By default, Git commits are directed to the master branch. Branches are used to support multiple parallel developments, testing, and alternate analyses. We can merge branches back into the master branch upon completion/review.

Create a new branch named testing by running:

git checkout -b testing

Note that for branches to be available to others on your team, you'll also have to push it to the remote repository:

git push origin testing

You can list out all the branches in local using the following command:

git branch

Update and merge

To update your local repository to the newest commit on the remote repository, execute git pull in your working directory to fetch and merge remote changes.

Continuing with our example from above, let's say that our testing branch is ahead of master by one commit in our local repository.

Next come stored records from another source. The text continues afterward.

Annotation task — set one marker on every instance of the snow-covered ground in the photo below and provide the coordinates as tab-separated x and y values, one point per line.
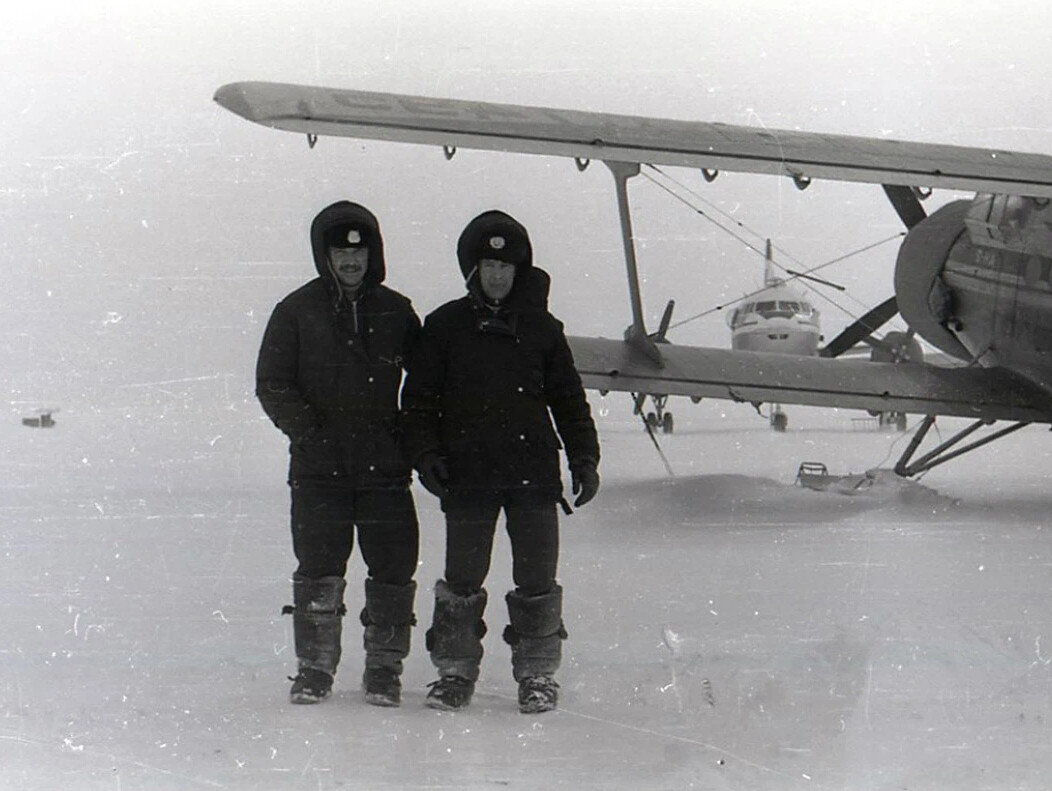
728	629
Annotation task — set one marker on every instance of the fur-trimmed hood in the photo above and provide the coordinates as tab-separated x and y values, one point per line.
349	215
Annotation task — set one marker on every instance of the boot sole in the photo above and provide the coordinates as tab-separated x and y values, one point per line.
375	698
304	700
440	706
537	709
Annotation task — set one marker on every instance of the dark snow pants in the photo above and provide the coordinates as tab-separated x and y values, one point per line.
534	607
324	516
470	526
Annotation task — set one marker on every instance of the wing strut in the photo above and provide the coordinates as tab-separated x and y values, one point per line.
635	335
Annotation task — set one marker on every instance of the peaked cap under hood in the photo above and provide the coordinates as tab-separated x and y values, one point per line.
346	215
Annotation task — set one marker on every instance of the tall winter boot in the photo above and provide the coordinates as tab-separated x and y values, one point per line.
454	642
387	617
318	610
535	635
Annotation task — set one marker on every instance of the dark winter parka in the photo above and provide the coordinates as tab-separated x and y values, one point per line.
484	382
329	369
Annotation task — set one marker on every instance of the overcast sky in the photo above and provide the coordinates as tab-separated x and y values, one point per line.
116	161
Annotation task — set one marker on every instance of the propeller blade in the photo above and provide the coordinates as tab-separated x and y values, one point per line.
907	205
862	328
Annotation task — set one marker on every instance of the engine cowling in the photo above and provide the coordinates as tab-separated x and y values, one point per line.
924	301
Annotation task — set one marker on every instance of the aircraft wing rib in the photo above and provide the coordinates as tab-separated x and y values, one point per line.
601	136
915	388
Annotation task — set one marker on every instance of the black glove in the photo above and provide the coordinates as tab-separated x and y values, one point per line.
585	481
432	473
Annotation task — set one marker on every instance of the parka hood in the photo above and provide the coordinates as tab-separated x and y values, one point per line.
346	214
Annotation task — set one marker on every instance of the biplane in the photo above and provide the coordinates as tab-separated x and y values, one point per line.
973	279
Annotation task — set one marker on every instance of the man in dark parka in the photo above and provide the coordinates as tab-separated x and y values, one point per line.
492	368
328	376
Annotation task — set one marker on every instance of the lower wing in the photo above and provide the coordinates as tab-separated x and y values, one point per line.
982	393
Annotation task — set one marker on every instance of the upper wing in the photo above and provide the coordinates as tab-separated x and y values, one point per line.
507	127
991	393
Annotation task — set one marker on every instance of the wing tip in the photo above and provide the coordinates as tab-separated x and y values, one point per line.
233	97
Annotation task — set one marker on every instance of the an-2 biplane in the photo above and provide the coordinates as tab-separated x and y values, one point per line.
974	279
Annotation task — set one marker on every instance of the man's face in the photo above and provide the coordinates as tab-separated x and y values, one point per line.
496	278
349	265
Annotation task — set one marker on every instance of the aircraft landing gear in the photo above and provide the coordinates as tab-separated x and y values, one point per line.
659	418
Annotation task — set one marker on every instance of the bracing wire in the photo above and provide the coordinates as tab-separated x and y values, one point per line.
791	276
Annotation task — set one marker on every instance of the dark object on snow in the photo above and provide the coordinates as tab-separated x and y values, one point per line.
44	421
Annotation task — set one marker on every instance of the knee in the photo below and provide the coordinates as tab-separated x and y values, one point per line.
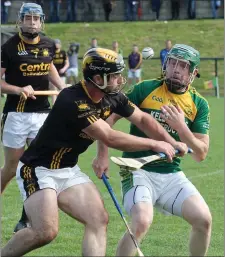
142	226
203	223
10	166
47	235
100	219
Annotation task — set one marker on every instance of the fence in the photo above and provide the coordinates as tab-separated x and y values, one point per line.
92	10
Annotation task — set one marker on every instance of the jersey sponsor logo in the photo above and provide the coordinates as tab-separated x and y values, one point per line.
83	106
35	52
45	52
93	67
157	98
35	69
21	49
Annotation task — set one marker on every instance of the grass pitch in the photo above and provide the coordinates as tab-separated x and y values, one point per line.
168	236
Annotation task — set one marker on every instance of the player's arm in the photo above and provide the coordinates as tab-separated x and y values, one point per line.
197	137
139	63
198	142
55	78
100	130
153	129
9	89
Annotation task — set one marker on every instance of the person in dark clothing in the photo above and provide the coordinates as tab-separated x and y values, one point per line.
156	7
175	9
71	10
191	9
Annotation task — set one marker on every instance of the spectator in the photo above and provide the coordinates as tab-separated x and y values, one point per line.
215	5
115	47
94	43
72	72
107	6
175	9
156	8
134	65
40	2
130	10
60	60
191	9
4	11
71	10
55	10
164	52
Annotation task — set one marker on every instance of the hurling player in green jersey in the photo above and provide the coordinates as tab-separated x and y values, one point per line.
184	113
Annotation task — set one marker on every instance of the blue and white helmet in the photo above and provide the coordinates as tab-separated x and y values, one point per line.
30	9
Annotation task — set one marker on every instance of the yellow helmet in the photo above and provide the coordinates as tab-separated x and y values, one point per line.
101	61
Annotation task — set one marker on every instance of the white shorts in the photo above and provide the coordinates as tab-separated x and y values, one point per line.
134	74
17	127
72	72
30	180
166	192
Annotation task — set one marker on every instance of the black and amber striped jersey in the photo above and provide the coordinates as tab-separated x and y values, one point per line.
27	64
61	138
59	60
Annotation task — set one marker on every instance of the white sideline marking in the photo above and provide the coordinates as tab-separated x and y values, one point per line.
207	174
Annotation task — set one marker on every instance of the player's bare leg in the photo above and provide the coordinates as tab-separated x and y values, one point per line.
42	211
197	213
8	172
141	219
129	82
83	202
138	80
53	88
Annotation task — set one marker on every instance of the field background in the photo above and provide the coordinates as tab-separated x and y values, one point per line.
168	235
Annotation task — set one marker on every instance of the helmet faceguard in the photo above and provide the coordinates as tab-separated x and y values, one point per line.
33	10
180	68
106	63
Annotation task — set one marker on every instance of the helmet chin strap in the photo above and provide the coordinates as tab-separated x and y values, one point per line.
29	35
175	88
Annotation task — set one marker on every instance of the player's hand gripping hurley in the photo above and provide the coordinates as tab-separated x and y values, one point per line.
48	92
137	163
110	190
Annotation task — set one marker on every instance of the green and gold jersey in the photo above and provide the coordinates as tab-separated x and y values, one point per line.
149	96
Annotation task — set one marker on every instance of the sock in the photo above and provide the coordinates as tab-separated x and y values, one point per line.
23	216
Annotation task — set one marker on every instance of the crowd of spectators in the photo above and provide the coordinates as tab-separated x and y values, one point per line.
67	10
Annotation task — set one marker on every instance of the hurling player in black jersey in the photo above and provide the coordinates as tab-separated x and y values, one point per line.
48	175
27	63
61	63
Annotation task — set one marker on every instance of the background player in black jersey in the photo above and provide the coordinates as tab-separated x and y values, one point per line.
26	62
61	63
48	175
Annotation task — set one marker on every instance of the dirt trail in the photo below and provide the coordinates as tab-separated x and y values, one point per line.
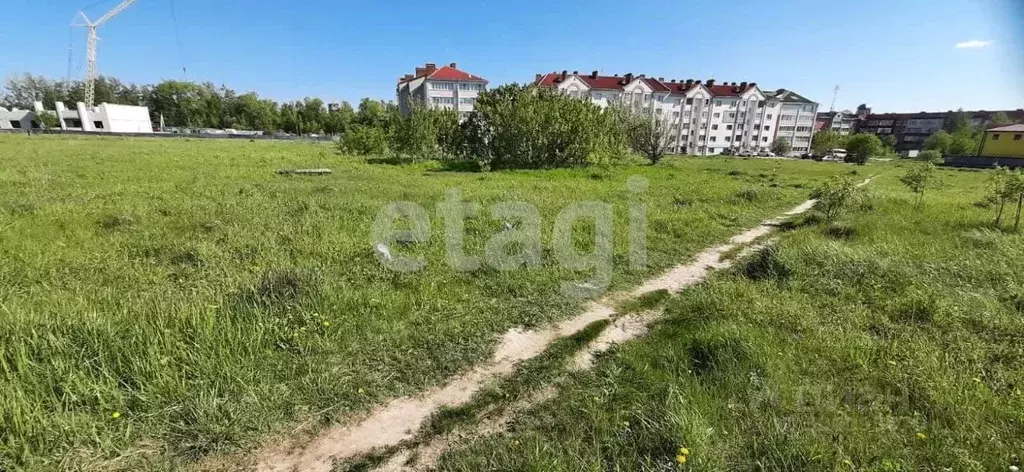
400	419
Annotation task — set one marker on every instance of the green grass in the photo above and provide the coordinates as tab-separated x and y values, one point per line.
211	304
890	340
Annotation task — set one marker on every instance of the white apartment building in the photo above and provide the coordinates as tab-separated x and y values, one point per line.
796	120
445	88
708	118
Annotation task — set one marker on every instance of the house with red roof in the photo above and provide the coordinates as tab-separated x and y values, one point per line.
707	118
445	87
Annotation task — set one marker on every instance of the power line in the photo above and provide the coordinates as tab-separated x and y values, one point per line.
177	37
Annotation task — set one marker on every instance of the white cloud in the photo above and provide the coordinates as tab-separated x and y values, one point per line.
973	44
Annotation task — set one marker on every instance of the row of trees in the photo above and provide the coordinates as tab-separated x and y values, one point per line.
197	104
517	126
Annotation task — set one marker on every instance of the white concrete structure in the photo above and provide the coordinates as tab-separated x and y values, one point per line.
104	118
708	118
445	88
17	119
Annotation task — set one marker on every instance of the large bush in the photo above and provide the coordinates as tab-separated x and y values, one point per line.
424	133
517	126
366	140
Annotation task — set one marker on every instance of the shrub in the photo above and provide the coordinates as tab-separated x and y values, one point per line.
834	196
860	147
516	126
365	140
929	156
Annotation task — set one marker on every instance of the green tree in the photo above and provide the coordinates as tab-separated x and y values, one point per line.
919	178
649	133
860	147
1000	119
824	141
781	146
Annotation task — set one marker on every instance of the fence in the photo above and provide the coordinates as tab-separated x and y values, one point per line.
170	135
983	162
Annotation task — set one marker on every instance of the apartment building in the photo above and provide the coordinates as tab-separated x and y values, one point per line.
707	118
444	88
796	121
910	129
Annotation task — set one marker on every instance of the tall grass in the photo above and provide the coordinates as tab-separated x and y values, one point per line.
165	300
892	345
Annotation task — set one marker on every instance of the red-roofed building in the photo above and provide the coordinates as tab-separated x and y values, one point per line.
445	87
708	118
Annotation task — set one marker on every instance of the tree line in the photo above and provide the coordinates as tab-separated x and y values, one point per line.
190	104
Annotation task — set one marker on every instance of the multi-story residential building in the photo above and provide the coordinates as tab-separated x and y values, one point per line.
910	129
707	118
796	121
445	88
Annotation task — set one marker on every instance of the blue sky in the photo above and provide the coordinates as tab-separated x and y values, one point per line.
897	55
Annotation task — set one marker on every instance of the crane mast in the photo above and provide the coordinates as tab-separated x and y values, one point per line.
90	51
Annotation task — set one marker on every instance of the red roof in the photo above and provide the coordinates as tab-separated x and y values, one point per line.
444	73
617	83
449	73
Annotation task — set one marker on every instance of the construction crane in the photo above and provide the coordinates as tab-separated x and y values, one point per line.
90	52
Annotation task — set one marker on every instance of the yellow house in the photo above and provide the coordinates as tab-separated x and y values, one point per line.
1005	141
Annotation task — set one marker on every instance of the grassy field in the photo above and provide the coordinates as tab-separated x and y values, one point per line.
891	340
165	300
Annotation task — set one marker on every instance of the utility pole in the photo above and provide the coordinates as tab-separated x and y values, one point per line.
90	51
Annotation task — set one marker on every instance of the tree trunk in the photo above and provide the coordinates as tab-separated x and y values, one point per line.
1017	221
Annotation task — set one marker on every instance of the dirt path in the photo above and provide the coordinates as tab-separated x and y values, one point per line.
399	419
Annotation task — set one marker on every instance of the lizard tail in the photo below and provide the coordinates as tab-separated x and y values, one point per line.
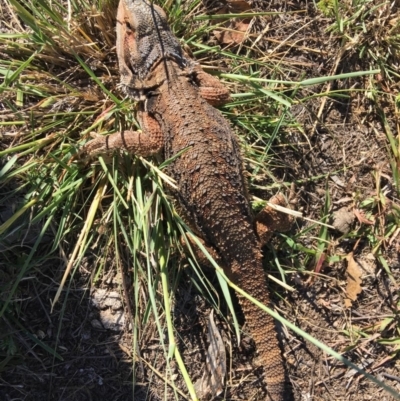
262	328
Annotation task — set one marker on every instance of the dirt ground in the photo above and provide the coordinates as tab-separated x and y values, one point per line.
340	150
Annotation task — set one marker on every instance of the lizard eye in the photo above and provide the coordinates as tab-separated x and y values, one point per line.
128	26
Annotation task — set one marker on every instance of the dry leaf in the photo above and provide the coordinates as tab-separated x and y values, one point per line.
342	220
238	6
212	381
235	36
361	217
353	287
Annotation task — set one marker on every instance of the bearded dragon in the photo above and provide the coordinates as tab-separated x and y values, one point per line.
176	100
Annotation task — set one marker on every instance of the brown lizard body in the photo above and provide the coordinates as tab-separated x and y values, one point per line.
175	115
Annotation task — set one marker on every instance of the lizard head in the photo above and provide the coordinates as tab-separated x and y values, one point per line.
144	40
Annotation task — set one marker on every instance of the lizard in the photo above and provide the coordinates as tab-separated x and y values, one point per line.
176	113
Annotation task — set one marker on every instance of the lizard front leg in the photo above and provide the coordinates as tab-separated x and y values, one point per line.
146	143
210	88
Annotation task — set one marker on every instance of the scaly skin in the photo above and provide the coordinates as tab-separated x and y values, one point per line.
175	113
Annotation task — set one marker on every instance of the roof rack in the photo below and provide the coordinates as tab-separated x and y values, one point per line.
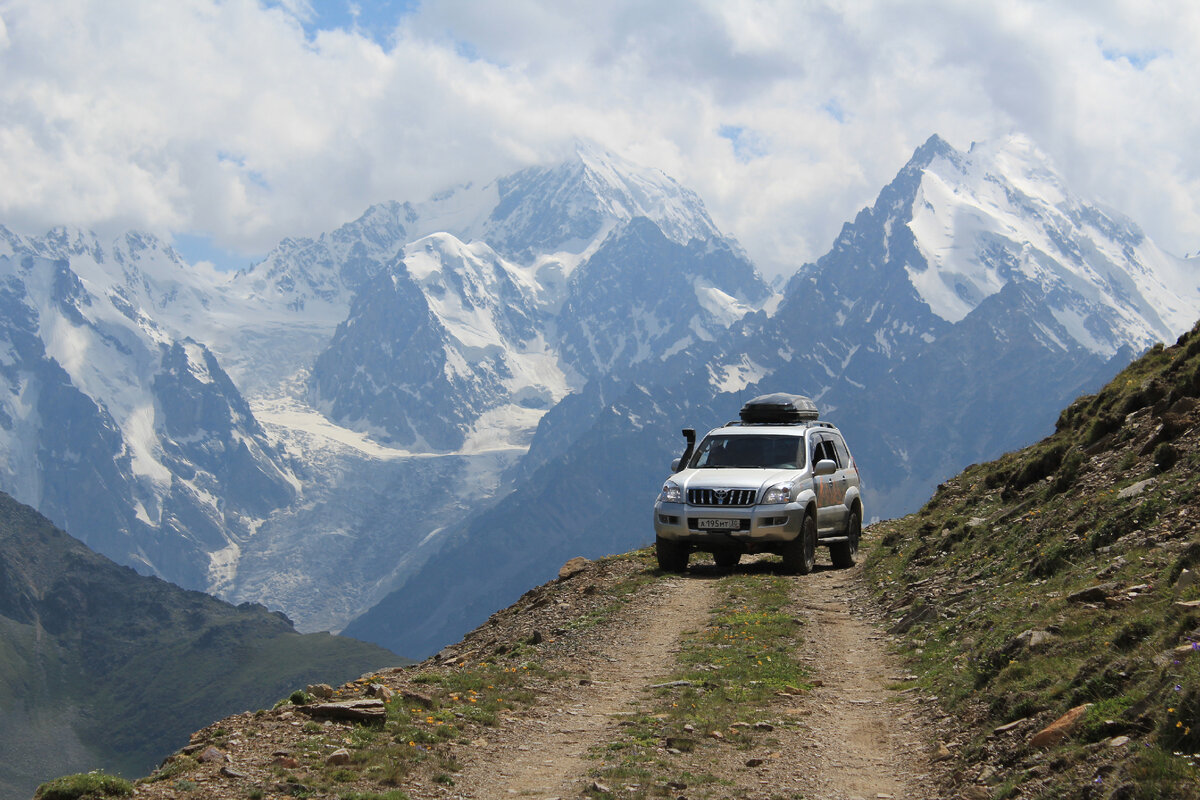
779	408
807	423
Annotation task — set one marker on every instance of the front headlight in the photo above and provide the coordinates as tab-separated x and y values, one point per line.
778	494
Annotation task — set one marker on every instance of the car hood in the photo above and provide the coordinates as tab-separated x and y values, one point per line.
733	477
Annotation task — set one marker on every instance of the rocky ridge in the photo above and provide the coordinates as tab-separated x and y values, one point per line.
1050	597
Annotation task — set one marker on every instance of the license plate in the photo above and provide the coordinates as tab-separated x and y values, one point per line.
719	524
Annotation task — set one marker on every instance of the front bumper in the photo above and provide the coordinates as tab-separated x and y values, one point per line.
755	524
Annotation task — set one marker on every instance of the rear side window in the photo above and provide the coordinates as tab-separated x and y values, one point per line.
840	446
822	451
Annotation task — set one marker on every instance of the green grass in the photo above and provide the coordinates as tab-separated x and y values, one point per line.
88	785
730	671
1000	549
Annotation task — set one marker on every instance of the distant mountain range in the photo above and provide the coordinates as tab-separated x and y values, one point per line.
101	667
417	416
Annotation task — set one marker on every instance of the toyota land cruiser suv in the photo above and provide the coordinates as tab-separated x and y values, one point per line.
777	481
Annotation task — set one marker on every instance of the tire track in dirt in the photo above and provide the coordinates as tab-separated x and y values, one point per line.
543	755
859	739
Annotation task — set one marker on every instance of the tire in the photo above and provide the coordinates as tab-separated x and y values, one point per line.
672	555
843	553
726	559
801	553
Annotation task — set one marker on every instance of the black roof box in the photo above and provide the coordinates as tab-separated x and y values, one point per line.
779	407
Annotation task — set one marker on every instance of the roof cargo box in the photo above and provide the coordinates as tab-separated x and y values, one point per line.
779	408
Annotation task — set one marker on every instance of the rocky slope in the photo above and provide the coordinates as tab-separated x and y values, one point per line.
1060	584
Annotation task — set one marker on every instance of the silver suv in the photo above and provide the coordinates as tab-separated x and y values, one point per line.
777	481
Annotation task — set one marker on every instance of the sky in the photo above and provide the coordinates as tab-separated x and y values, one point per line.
228	126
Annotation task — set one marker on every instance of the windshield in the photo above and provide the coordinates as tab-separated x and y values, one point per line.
753	451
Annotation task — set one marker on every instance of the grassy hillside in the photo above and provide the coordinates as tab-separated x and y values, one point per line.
101	667
1061	576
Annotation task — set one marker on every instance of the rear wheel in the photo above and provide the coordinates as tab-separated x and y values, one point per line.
843	553
672	555
726	559
801	553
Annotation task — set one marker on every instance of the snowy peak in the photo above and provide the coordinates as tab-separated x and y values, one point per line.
1000	211
576	203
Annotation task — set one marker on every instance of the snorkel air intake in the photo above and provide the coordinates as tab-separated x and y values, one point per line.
689	434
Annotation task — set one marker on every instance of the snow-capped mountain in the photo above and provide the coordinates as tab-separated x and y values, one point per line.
468	390
263	435
947	324
115	425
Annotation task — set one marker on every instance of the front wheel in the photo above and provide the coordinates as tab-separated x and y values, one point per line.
801	553
672	555
843	553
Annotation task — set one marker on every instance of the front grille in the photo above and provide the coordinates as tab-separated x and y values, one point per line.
720	497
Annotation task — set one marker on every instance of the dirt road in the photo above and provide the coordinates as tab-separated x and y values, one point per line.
856	737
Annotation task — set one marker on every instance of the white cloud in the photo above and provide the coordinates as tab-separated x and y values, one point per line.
240	121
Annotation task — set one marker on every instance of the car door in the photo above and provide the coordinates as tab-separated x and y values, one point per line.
826	486
844	477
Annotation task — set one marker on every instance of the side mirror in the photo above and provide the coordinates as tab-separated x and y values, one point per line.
825	467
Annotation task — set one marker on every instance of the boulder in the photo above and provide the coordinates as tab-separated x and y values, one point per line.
1060	728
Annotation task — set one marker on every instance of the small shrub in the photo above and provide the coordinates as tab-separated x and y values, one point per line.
1102	426
298	697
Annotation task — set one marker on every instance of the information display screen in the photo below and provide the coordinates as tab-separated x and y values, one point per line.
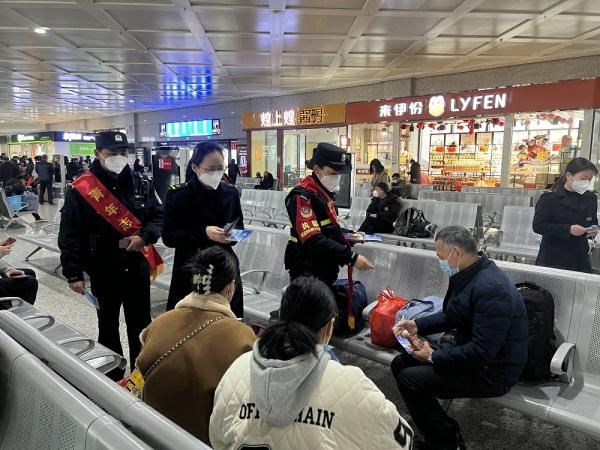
207	127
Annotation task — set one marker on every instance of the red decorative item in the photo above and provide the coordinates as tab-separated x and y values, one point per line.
383	318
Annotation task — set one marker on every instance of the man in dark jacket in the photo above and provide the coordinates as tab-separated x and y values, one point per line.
92	241
382	212
490	326
233	171
45	173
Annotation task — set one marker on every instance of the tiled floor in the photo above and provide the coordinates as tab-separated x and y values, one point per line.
484	425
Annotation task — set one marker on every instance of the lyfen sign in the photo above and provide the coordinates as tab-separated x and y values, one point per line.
564	95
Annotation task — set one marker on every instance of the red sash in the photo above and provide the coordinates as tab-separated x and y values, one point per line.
116	214
310	184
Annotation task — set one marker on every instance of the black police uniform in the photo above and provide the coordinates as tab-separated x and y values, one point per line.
189	209
555	212
317	246
88	243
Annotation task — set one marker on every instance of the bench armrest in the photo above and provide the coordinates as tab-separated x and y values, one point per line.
50	321
562	362
90	343
258	289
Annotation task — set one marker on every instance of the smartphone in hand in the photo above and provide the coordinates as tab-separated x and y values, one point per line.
230	226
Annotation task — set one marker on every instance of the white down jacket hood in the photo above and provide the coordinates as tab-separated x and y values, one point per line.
307	403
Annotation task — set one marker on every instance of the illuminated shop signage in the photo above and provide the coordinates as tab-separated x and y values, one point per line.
564	95
437	105
70	136
302	116
209	127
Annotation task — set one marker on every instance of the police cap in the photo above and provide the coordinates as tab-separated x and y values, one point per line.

Let's imagine that the new code has been reviewed and it is time to merge the new model we've been testing with the rest of our project in master.

In order to merge the code from testing into master, follow these steps:

First go back to master:

git checkout master

Then run the merge command:

git merge testing

In this example, there are no conflicts - the merge is was successful. In real life, there are always conflicts, which is when we need to check the logs.

Note that we can also preview changes before merging with:

git diff testing master

Logs

We can look at the history of our repository by running git log. There are additional parameters to this command that go beyond the scope of this guide.

For a list of these, run:

git log --help

Github - the remote repository

Ok, let's set up our first remote repository using Github. Once you've created an account, on the homepage, click Start a Project to create a new Git repository. We'll call it kyso-git, then click Create Repository.

We have just created a remote repository on Github, the url of which should be https://github.com/<YourUsername>/kyso-git.git

From the command line, we can point our local repository to the remote repository using:

git remote add origin https://github.com/<YourUsername>/kyso-git.git

Or we could simply clone the new repo if we have no pre-existing work in a local repository.

git clone https://github.com/<YourUsername>/kyso-git/

Conclusion

This guide was designed for Git newbies or for those in need of a refresher, for technical, python or R savvy data teams who are not used to working with a VCS like Git. Making use of Kyso's Github integration is currently our best recommended workflow.